Zo’n klassiek bouillonnetje lijkt misschien wat vluchtig en teer. Maar de smaak is juist krachtig en gelaagd. Door het urenlange trekken van de groenten en de botten, waarbij vooral de gelatine uit die botten zorgt voor een lekker vetje en een vol en filmend mondgevoel.
Dat wijnen slecht combineren met deze vloeibare kost, komt omdat soep niet dol is op kou, stroefheid en zuren. Te veel van het een of het ander verpest de combinatie al snel. Witte wijn – meestal gekoeld geserveerd – is gewoon te koud voor soep. Zijn er ook nog wat zuren in te bespeuren, dan zal de soep snel vettig overkomen. En de meeste rode wijnen blazen qua textuur en aroma zo’n delicaat gerecht al helemaal omver.
Wij kennen vooral die matige flesjes keukenmadeira. Maar deze versterkte wijn van het Portugese eiland kan echt heerlijk zijn.
‘Have Some Madeira, M’Dear’
Maar gelukkig zijn er uitzonderingen. Zelfs binnen de etiquetteregels. Wat namelijk wél heurt is een glaasje madeira. Helemaal als er vooraf al een scheutje bij de soep is gegaan. En fijn dat dat is!
Wij kennen vooral die matige flesjes keukenmadeira. Maar deze versterkte wijn van het Portugese eiland kan echt heerlijk zijn. Het oxidatieve karakter is misschien even wennen. Dat uitgesproken mineralige, vaak rokerige en notige is anders dan de gemiddelde wijn. Maar probeer het, het is zó lekker! Het bijzondere, complexe karakter komt door rijping met zuurstofcontact, onder hoge temperaturen. Een uniek proces waarbij de wijn eigenlijk wordt gestoofd.
Er zijn verschillende stijlen – afhankelijk van druif en rijpingsduur – maar allemaal hebben ze een mooie balans tussen rijpheid en frisheid. Het type Sercial (dry) – of eventueel Verdelho (medium dry) – past goed bij zo’n bouillon. Koop hoe dan ook een goede fles bij een slijter. Een normale fles is in verhouding veel goedkoper en bovendien veel lekkerder dan zo’n vies, klein supermarktflesje. Bovendien blijft madeira – ook na het openen – eindeloos goed dankzij het speciale verhittingsproces. Bij je volgende soepmoment gewoon weer dezelfde fles op tafel.
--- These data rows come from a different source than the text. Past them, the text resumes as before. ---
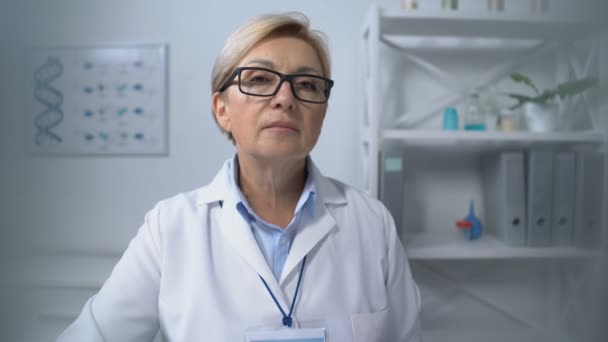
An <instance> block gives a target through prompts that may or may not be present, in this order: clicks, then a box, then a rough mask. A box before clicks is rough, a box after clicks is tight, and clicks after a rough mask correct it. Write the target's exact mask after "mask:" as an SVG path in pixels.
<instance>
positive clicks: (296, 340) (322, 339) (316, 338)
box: [245, 329, 325, 342]
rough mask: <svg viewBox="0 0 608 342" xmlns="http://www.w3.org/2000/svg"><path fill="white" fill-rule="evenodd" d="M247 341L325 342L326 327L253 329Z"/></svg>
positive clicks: (257, 341) (271, 341)
mask: <svg viewBox="0 0 608 342" xmlns="http://www.w3.org/2000/svg"><path fill="white" fill-rule="evenodd" d="M245 342H325V329H281V330H268V331H252V332H248V333H246V334H245Z"/></svg>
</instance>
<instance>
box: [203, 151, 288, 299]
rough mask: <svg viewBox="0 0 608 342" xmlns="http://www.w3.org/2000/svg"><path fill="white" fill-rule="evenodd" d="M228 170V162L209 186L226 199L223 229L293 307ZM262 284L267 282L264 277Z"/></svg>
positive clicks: (239, 253)
mask: <svg viewBox="0 0 608 342" xmlns="http://www.w3.org/2000/svg"><path fill="white" fill-rule="evenodd" d="M227 174H228V167H227V163H226V164H225V165H224V167H223V168H222V170H221V171H220V173H218V175H217V176H216V177H215V179H214V180H213V182H212V183H211V184H210V186H209V188H211V189H215V190H216V191H217V193H219V194H221V196H220V197H221V198H222V200H223V204H222V206H221V208H220V210H219V215H218V227H219V230H220V231H221V233H222V235H223V236H224V238H225V239H226V241H227V242H228V243H229V244H230V245H231V246H232V249H233V250H234V252H235V253H237V254H238V255H239V256H240V257H241V258H242V259H243V261H245V262H246V263H247V264H248V265H249V266H251V268H253V270H254V271H255V272H256V273H257V274H259V275H260V276H262V277H263V278H264V280H265V281H266V283H267V284H268V286H269V287H270V289H271V290H272V292H273V293H274V295H275V296H276V297H277V300H278V301H279V303H280V304H281V306H283V307H284V308H285V307H289V306H288V305H287V304H286V300H285V295H284V294H283V291H282V290H281V288H280V286H279V284H278V282H277V280H276V279H275V277H274V274H273V273H272V271H271V269H270V266H268V262H267V261H266V258H264V255H263V254H262V251H261V250H260V247H259V246H258V243H257V241H256V240H255V237H254V236H253V233H252V232H251V227H250V226H249V224H248V223H247V222H246V221H245V219H244V218H243V217H242V216H241V214H240V213H239V212H238V211H237V209H236V202H235V199H234V196H233V195H232V193H231V189H230V183H229V181H228V176H227ZM260 286H262V287H263V286H264V285H263V283H262V281H261V280H260Z"/></svg>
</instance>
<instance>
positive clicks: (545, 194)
mask: <svg viewBox="0 0 608 342" xmlns="http://www.w3.org/2000/svg"><path fill="white" fill-rule="evenodd" d="M526 173H527V177H526V187H527V193H528V194H527V205H528V209H527V214H528V215H527V219H528V224H527V227H528V234H527V236H526V242H527V245H528V246H532V247H546V246H550V245H551V218H552V215H551V209H552V208H551V207H552V204H553V152H552V151H547V150H530V151H528V153H527V154H526Z"/></svg>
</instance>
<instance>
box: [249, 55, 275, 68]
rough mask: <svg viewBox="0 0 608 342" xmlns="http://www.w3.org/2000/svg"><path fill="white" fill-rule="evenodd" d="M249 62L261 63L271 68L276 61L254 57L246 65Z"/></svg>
mask: <svg viewBox="0 0 608 342" xmlns="http://www.w3.org/2000/svg"><path fill="white" fill-rule="evenodd" d="M249 64H261V65H263V66H265V67H267V68H270V69H272V68H274V63H272V61H271V60H268V59H260V58H258V59H252V60H250V61H249V62H247V64H245V65H249Z"/></svg>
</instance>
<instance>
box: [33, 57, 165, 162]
mask: <svg viewBox="0 0 608 342" xmlns="http://www.w3.org/2000/svg"><path fill="white" fill-rule="evenodd" d="M28 58H29V60H28V75H27V77H28V84H29V85H30V86H29V87H28V104H27V123H26V127H27V134H26V138H27V150H28V151H29V152H31V153H42V154H68V155H104V154H107V155H114V154H117V155H120V154H134V155H139V154H158V155H162V154H167V150H168V146H167V145H168V144H167V140H168V137H167V135H168V133H167V121H168V119H167V108H166V104H167V101H166V94H167V91H166V72H167V66H166V46H165V45H153V46H136V47H93V48H87V47H75V48H59V47H57V48H46V49H33V50H31V51H30V54H29V55H28Z"/></svg>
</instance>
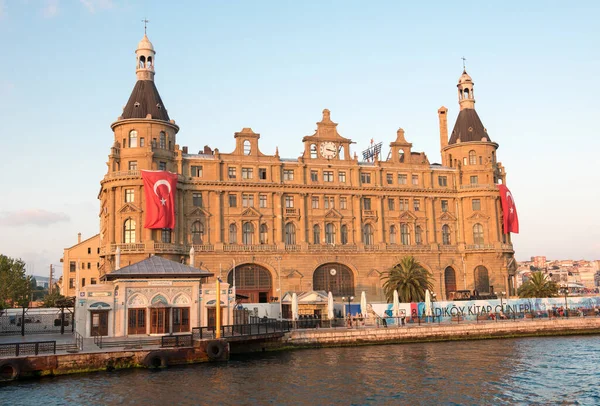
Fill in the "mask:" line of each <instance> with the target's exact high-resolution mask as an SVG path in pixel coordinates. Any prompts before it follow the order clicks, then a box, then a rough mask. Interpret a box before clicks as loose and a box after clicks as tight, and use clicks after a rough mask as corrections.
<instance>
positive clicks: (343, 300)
mask: <svg viewBox="0 0 600 406" xmlns="http://www.w3.org/2000/svg"><path fill="white" fill-rule="evenodd" d="M346 299H348V312H347V313H346V316H347V317H349V316H351V315H352V311H351V310H350V303H351V302H352V301H353V300H354V296H348V297H347V298H346V297H342V301H344V300H346Z"/></svg>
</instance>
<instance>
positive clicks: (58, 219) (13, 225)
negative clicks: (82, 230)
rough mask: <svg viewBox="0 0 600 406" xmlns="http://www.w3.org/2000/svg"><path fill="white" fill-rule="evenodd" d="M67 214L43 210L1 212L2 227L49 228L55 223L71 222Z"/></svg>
mask: <svg viewBox="0 0 600 406" xmlns="http://www.w3.org/2000/svg"><path fill="white" fill-rule="evenodd" d="M70 220H71V219H70V217H69V216H68V215H66V214H65V213H59V212H51V211H47V210H43V209H28V210H15V211H3V212H0V226H7V227H19V226H28V225H32V226H38V227H47V226H49V225H51V224H55V223H63V222H68V221H70Z"/></svg>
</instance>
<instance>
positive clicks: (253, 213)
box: [242, 207, 261, 217]
mask: <svg viewBox="0 0 600 406" xmlns="http://www.w3.org/2000/svg"><path fill="white" fill-rule="evenodd" d="M242 217H261V214H260V213H259V212H258V210H256V209H255V208H254V207H248V208H247V209H246V210H244V211H243V212H242Z"/></svg>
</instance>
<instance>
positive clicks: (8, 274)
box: [0, 255, 31, 309]
mask: <svg viewBox="0 0 600 406" xmlns="http://www.w3.org/2000/svg"><path fill="white" fill-rule="evenodd" d="M30 295H31V277H30V276H27V275H25V262H23V261H22V260H20V259H13V258H9V257H7V256H6V255H0V309H3V308H5V307H7V306H9V307H15V306H19V307H26V306H27V305H28V304H29V300H30Z"/></svg>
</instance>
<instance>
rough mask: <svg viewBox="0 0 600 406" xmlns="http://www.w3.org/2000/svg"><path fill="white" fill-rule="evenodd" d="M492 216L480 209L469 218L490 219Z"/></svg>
mask: <svg viewBox="0 0 600 406" xmlns="http://www.w3.org/2000/svg"><path fill="white" fill-rule="evenodd" d="M489 219H490V216H486V215H485V214H483V213H482V212H480V211H476V212H475V213H473V214H471V215H470V216H469V217H467V220H489Z"/></svg>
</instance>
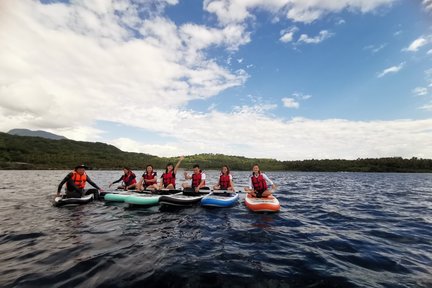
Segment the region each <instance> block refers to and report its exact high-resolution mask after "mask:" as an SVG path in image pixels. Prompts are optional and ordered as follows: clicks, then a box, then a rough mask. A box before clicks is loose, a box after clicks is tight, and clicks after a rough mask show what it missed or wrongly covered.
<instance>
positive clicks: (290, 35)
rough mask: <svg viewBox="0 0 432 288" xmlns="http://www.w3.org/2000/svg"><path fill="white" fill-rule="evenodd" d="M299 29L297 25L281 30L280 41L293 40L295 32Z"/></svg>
mask: <svg viewBox="0 0 432 288" xmlns="http://www.w3.org/2000/svg"><path fill="white" fill-rule="evenodd" d="M297 31H298V28H297V27H296V26H294V27H291V28H288V29H284V30H282V31H281V32H280V34H281V37H280V38H279V40H280V41H282V42H284V43H288V42H291V41H293V37H294V33H296V32H297Z"/></svg>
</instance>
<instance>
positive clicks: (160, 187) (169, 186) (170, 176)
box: [159, 156, 184, 190]
mask: <svg viewBox="0 0 432 288" xmlns="http://www.w3.org/2000/svg"><path fill="white" fill-rule="evenodd" d="M183 159H184V157H183V156H180V159H179V161H178V162H177V164H176V166H175V167H174V165H173V164H172V163H168V165H167V166H166V167H165V173H163V174H162V176H161V182H160V184H159V189H168V190H175V177H176V174H177V170H178V168H179V167H180V163H181V161H183Z"/></svg>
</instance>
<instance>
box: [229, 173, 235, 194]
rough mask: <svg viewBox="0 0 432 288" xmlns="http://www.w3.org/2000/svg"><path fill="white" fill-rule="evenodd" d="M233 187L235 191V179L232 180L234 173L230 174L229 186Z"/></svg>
mask: <svg viewBox="0 0 432 288" xmlns="http://www.w3.org/2000/svg"><path fill="white" fill-rule="evenodd" d="M230 187H231V189H233V191H235V189H234V182H233V180H232V175H231V174H230V185H229V186H228V188H230Z"/></svg>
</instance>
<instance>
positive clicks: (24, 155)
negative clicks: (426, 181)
mask: <svg viewBox="0 0 432 288" xmlns="http://www.w3.org/2000/svg"><path fill="white" fill-rule="evenodd" d="M12 132H13V131H12ZM31 132H33V133H34V131H31ZM36 132H39V131H36ZM42 132H43V131H42ZM45 133H46V132H45ZM49 134H51V133H49ZM32 135H35V134H32ZM39 135H40V134H39ZM51 135H53V134H51ZM55 136H58V135H55ZM58 137H61V136H58ZM177 161H178V158H177V157H170V158H167V157H158V156H154V155H149V154H144V153H133V152H124V151H121V150H120V149H118V148H117V147H115V146H112V145H108V144H105V143H100V142H96V143H94V142H83V141H73V140H68V139H64V140H51V139H46V138H42V137H41V136H38V137H28V136H16V135H11V134H6V133H1V132H0V169H71V168H73V167H75V165H77V164H80V163H85V164H86V165H89V167H92V168H93V169H121V168H122V167H124V166H129V167H131V168H132V169H134V170H136V172H137V173H140V172H141V171H143V170H144V169H145V168H146V165H147V164H151V165H153V166H154V167H155V168H157V169H164V168H165V165H166V164H167V163H174V164H175V163H176V162H177ZM195 163H199V164H200V165H201V167H202V168H203V169H205V170H208V169H220V168H221V167H222V165H228V166H229V167H230V168H231V169H232V170H234V171H238V170H250V169H251V167H252V165H253V164H254V163H258V164H259V165H260V169H262V171H275V170H279V171H318V172H324V171H331V172H336V171H349V172H428V173H431V172H432V160H431V159H418V158H415V157H413V158H411V159H403V158H400V157H391V158H379V159H357V160H343V159H333V160H329V159H326V160H314V159H311V160H301V161H278V160H275V159H262V158H261V159H256V158H246V157H241V156H231V155H222V154H196V155H188V156H187V157H186V158H185V159H184V161H183V162H182V164H181V167H182V168H185V169H191V168H192V166H193V165H194V164H195ZM138 171H139V172H138ZM137 175H139V174H137ZM287 177H288V178H295V177H297V176H296V174H290V175H288V176H287ZM302 177H303V176H302ZM286 181H288V182H290V181H291V180H289V179H287V180H286ZM288 182H287V183H288Z"/></svg>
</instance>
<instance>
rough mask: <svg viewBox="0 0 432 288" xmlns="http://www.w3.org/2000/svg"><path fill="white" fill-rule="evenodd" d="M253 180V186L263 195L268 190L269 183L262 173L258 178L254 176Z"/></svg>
mask: <svg viewBox="0 0 432 288" xmlns="http://www.w3.org/2000/svg"><path fill="white" fill-rule="evenodd" d="M251 179H252V186H253V187H254V189H255V190H256V191H258V192H260V193H262V192H264V191H265V190H267V182H266V181H265V179H264V177H263V176H262V174H261V173H260V174H259V175H258V177H255V176H254V175H253V174H252V176H251Z"/></svg>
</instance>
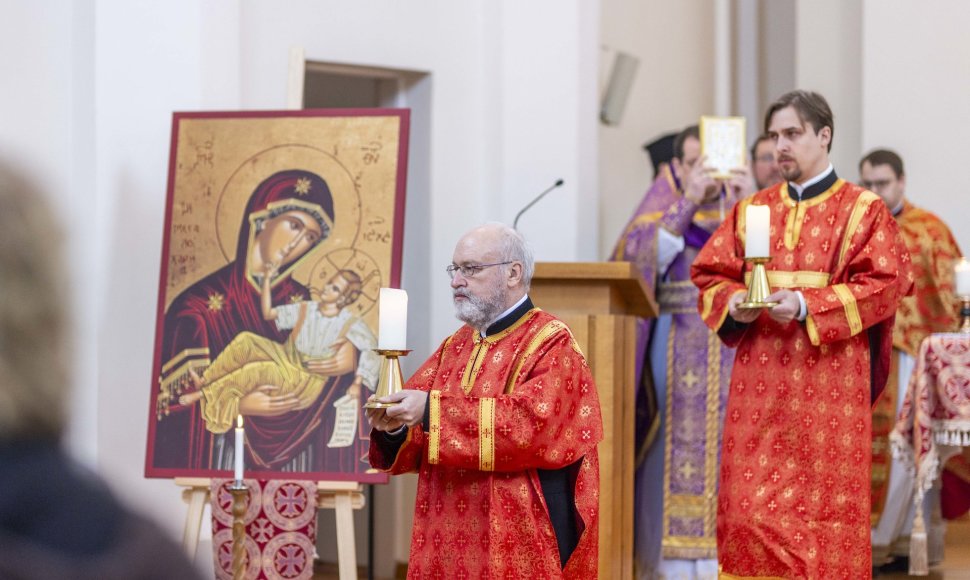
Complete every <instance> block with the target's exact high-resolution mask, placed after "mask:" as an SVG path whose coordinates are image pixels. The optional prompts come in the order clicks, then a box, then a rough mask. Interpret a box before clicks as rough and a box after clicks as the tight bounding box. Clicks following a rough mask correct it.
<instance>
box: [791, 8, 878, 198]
mask: <svg viewBox="0 0 970 580" xmlns="http://www.w3.org/2000/svg"><path fill="white" fill-rule="evenodd" d="M796 22H797V26H798V32H797V34H796V39H797V40H796V49H795V63H796V75H795V83H796V85H795V88H799V89H806V90H813V91H816V92H818V93H821V94H822V95H823V96H824V97H825V99H826V100H827V101H828V102H829V106H830V107H831V108H832V113H833V115H834V118H835V128H834V129H835V130H834V133H833V135H834V136H833V141H832V151H831V153H830V158H831V160H832V164H833V165H834V166H835V171H836V173H837V174H838V175H839V177H842V178H844V179H848V180H850V181H857V180H858V177H859V171H858V170H857V169H856V166H857V164H858V162H859V157H860V154H859V151H860V150H861V148H862V144H861V139H860V135H861V132H862V110H863V108H862V101H861V99H860V90H861V85H862V80H861V79H862V42H863V40H862V36H863V35H862V30H861V28H862V0H812V1H810V2H809V1H805V0H801V1H799V2H797V9H796Z"/></svg>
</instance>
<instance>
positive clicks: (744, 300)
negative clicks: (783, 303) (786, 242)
mask: <svg viewBox="0 0 970 580" xmlns="http://www.w3.org/2000/svg"><path fill="white" fill-rule="evenodd" d="M744 261H745V262H748V263H749V264H754V266H753V269H752V271H751V282H750V283H749V284H748V294H747V295H746V296H745V297H744V302H742V303H741V304H738V308H745V309H748V308H772V307H774V306H777V305H778V303H777V302H768V301H767V300H765V299H766V298H767V297H768V296H769V295H770V294H771V286H769V285H768V272H767V271H766V270H765V264H767V263H768V262H770V261H771V258H745V259H744Z"/></svg>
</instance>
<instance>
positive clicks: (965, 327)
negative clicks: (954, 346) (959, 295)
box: [957, 296, 970, 334]
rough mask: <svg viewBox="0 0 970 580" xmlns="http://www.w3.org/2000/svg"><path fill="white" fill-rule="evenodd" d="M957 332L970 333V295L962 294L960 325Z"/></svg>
mask: <svg viewBox="0 0 970 580" xmlns="http://www.w3.org/2000/svg"><path fill="white" fill-rule="evenodd" d="M957 332H965V333H968V334H970V296H960V326H959V327H958V328H957Z"/></svg>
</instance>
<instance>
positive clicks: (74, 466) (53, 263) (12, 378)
mask: <svg viewBox="0 0 970 580" xmlns="http://www.w3.org/2000/svg"><path fill="white" fill-rule="evenodd" d="M61 249H62V243H61V236H60V235H59V229H58V227H57V226H56V225H55V218H54V215H53V213H52V212H51V210H50V208H49V206H48V205H47V203H46V200H45V198H44V197H43V196H42V195H41V194H40V193H39V192H37V191H35V190H34V188H33V187H32V186H31V185H30V184H29V183H28V182H27V181H26V180H25V179H24V178H23V177H22V176H20V175H18V174H17V173H16V172H14V171H13V170H12V169H11V168H10V167H8V166H6V165H4V164H3V163H0V578H4V579H28V578H45V579H46V578H72V579H82V580H84V579H92V580H93V579H98V580H113V579H122V578H124V579H128V578H139V579H159V580H161V579H168V578H172V579H175V578H178V579H184V578H188V579H191V578H197V577H198V573H197V572H196V571H195V570H194V568H193V567H192V566H191V565H190V564H189V562H188V561H187V560H186V559H185V556H184V555H183V554H182V552H181V550H180V549H179V548H178V546H177V545H176V544H175V543H174V542H173V541H172V540H171V539H170V538H168V537H167V536H166V534H165V533H164V532H162V531H161V530H160V529H159V528H158V527H156V526H155V524H153V523H151V522H149V521H148V520H146V519H144V518H143V517H141V516H138V515H135V514H134V513H132V512H131V511H129V510H128V509H127V508H125V507H124V506H123V505H122V504H121V503H119V501H118V500H117V499H116V498H115V497H114V496H113V495H112V493H111V492H110V491H109V490H108V488H107V487H106V486H105V485H104V484H103V483H102V482H100V481H99V479H98V478H97V477H96V476H95V475H93V474H92V473H90V472H88V471H86V470H85V468H83V467H82V466H80V465H78V464H77V463H75V462H74V461H72V460H71V459H70V458H69V457H68V455H67V453H66V452H65V451H64V450H63V449H62V448H61V445H60V440H61V437H62V435H63V433H64V430H65V428H66V424H67V415H68V412H69V409H68V407H67V405H68V402H69V401H70V400H71V397H70V396H69V392H68V391H69V385H70V384H71V377H70V375H69V370H70V367H69V353H70V349H69V347H68V344H67V338H68V327H69V325H68V317H67V312H66V305H67V303H68V300H67V292H66V291H65V290H66V289H67V288H68V287H69V286H70V282H69V280H67V279H66V275H65V271H66V268H65V265H64V263H63V261H62V256H61Z"/></svg>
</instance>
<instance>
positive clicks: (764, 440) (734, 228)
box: [692, 179, 911, 579]
mask: <svg viewBox="0 0 970 580" xmlns="http://www.w3.org/2000/svg"><path fill="white" fill-rule="evenodd" d="M748 204H754V205H767V206H768V207H769V208H770V209H771V222H770V224H771V225H770V240H771V252H772V256H771V258H772V260H771V262H770V263H769V264H768V279H769V282H770V284H771V287H772V288H773V289H775V290H777V289H779V288H790V289H793V290H799V291H801V293H802V294H803V296H804V299H805V303H806V306H807V313H808V316H807V318H806V319H805V321H804V322H798V321H791V322H789V323H787V324H781V323H777V322H774V321H773V320H771V318H770V317H769V316H768V313H767V312H763V313H762V314H761V316H760V317H759V318H758V319H757V320H755V321H754V322H752V323H751V324H748V325H740V324H738V323H736V322H735V321H734V320H733V319H730V320H728V300H729V299H730V298H731V296H732V295H734V294H735V293H737V292H740V291H744V289H745V283H744V278H745V275H746V273H747V272H748V271H749V269H750V266H749V265H748V264H747V263H745V262H744V260H743V254H744V246H745V239H744V232H745V220H744V216H745V209H746V207H747V205H748ZM692 279H693V280H694V283H695V284H697V286H698V287H699V288H700V290H701V296H700V300H699V308H700V310H701V316H702V318H704V320H705V321H706V323H707V324H708V325H709V326H710V327H711V328H713V329H715V330H717V331H718V332H719V334H720V335H721V337H722V339H723V340H724V341H725V342H726V343H727V344H728V345H730V346H736V347H737V355H736V358H735V362H734V369H733V372H732V377H731V390H730V393H729V395H728V406H727V411H726V415H725V422H724V434H723V442H724V443H723V449H722V456H721V457H722V460H721V481H720V494H719V496H718V512H717V539H718V561H719V565H720V567H721V571H722V574H723V575H724V577H727V578H744V577H761V578H764V577H768V578H778V577H780V578H826V579H827V578H853V579H854V578H865V577H868V576H869V575H870V574H871V572H872V570H871V563H870V562H871V554H870V545H869V467H870V458H871V452H870V427H871V409H870V403H871V392H870V389H872V391H878V390H879V389H880V388H881V387H882V385H884V384H885V379H886V374H887V373H888V370H889V369H888V367H889V351H890V348H891V328H892V320H893V313H894V312H895V310H896V307H897V305H898V303H899V299H900V297H901V296H903V295H905V294H906V293H907V292H908V291H909V288H910V286H911V282H910V274H909V254H908V252H906V249H905V247H904V246H903V244H902V241H901V240H900V238H899V235H898V231H897V227H896V224H895V222H894V221H893V218H892V216H891V215H890V213H889V211H888V210H887V209H886V207H885V204H883V203H882V202H880V201H879V198H878V197H876V196H875V194H873V193H871V192H868V191H865V190H864V189H862V188H860V187H858V186H856V185H852V184H850V183H847V182H845V181H843V180H841V179H838V180H835V182H834V184H833V185H832V186H831V187H829V188H828V189H827V190H826V191H824V192H823V193H821V194H819V195H817V196H815V197H813V198H811V199H808V200H806V201H801V202H797V203H796V201H794V200H793V199H791V197H790V196H789V193H788V184H787V183H781V184H779V185H776V186H774V187H771V188H769V189H766V190H763V191H760V192H758V193H757V194H755V195H754V196H752V197H751V198H748V199H746V200H744V201H742V202H741V203H739V204H738V205H737V206H735V208H734V210H733V211H732V212H731V215H730V216H729V218H728V219H726V220H725V221H724V223H723V224H722V225H721V227H720V228H718V230H717V231H716V232H715V233H714V235H713V236H712V237H711V240H710V241H709V242H708V244H707V245H706V246H705V247H704V249H703V250H702V251H701V253H700V255H699V256H698V257H697V259H696V260H695V261H694V265H693V269H692Z"/></svg>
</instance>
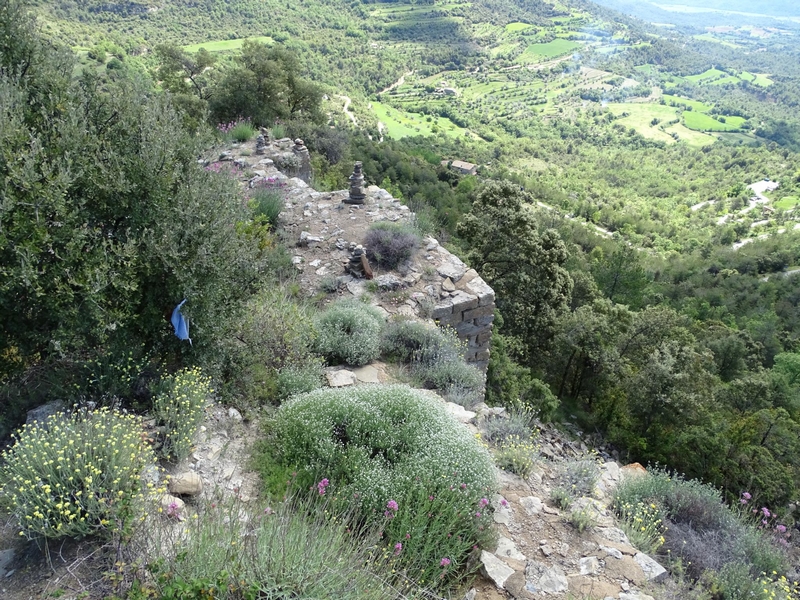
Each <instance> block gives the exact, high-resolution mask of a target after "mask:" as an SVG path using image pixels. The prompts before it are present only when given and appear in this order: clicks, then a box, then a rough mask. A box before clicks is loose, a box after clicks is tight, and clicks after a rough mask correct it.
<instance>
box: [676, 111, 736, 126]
mask: <svg viewBox="0 0 800 600" xmlns="http://www.w3.org/2000/svg"><path fill="white" fill-rule="evenodd" d="M681 118H682V119H683V123H684V125H686V127H688V128H689V129H693V130H695V131H739V130H740V129H741V128H742V125H743V124H744V122H745V121H746V120H747V119H744V118H742V117H722V118H724V119H725V122H724V123H723V122H722V121H719V120H717V119H715V118H714V117H711V116H709V115H704V114H702V113H699V112H695V111H688V110H687V111H684V113H683V115H681Z"/></svg>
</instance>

Hazelnoten, paddenstoelen, boter, caramel en vanille; het komt allemaal voorbij.
Amontillado sherry
Maar het allermooist is misschien wel een Amontillado sherry. Deze Spaanse – eveneens versterkte – wijn is ziltig en droog, maar met een stevige body. Precies waar het vetje van de soep naar hunkert. Met fantastische complexe aroma’s en smaken, die ook hier mede het gevolg zijn van zuurstofcontact tijdens de rijping. Hazelnoten, paddenstoelen, boter, caramel en vanille; het komt allemaal voorbij. Heerlijk bij zo’n soep. En zijn schitterde amberkleur komt ook nog eens overeen met die van zijn chaperon. Hoe goed kan een match zijn! Schenk de sherry – net als de madeira trouwens – wel op kamertemperatuur. Dan sluit ’ie het mooist aan bij de warme soep.
Ossenstaartbouillon maak je overigens heel gemakkelijk zelf. Maak dan meteen een hele grote pan en laat het urenlang trekken. Alles wat overblijft kan worden ingevroren voor een volgende keer. Om er een lekkere gevulde noedelsoep van te maken bijvoorbeeld. En daar past dan opeens een licht (!) gekoelde Grüner Veltliner prima bij. Of gewoon het restje madeira of sherry. Zie je wel, mogelijkheden te over met soep!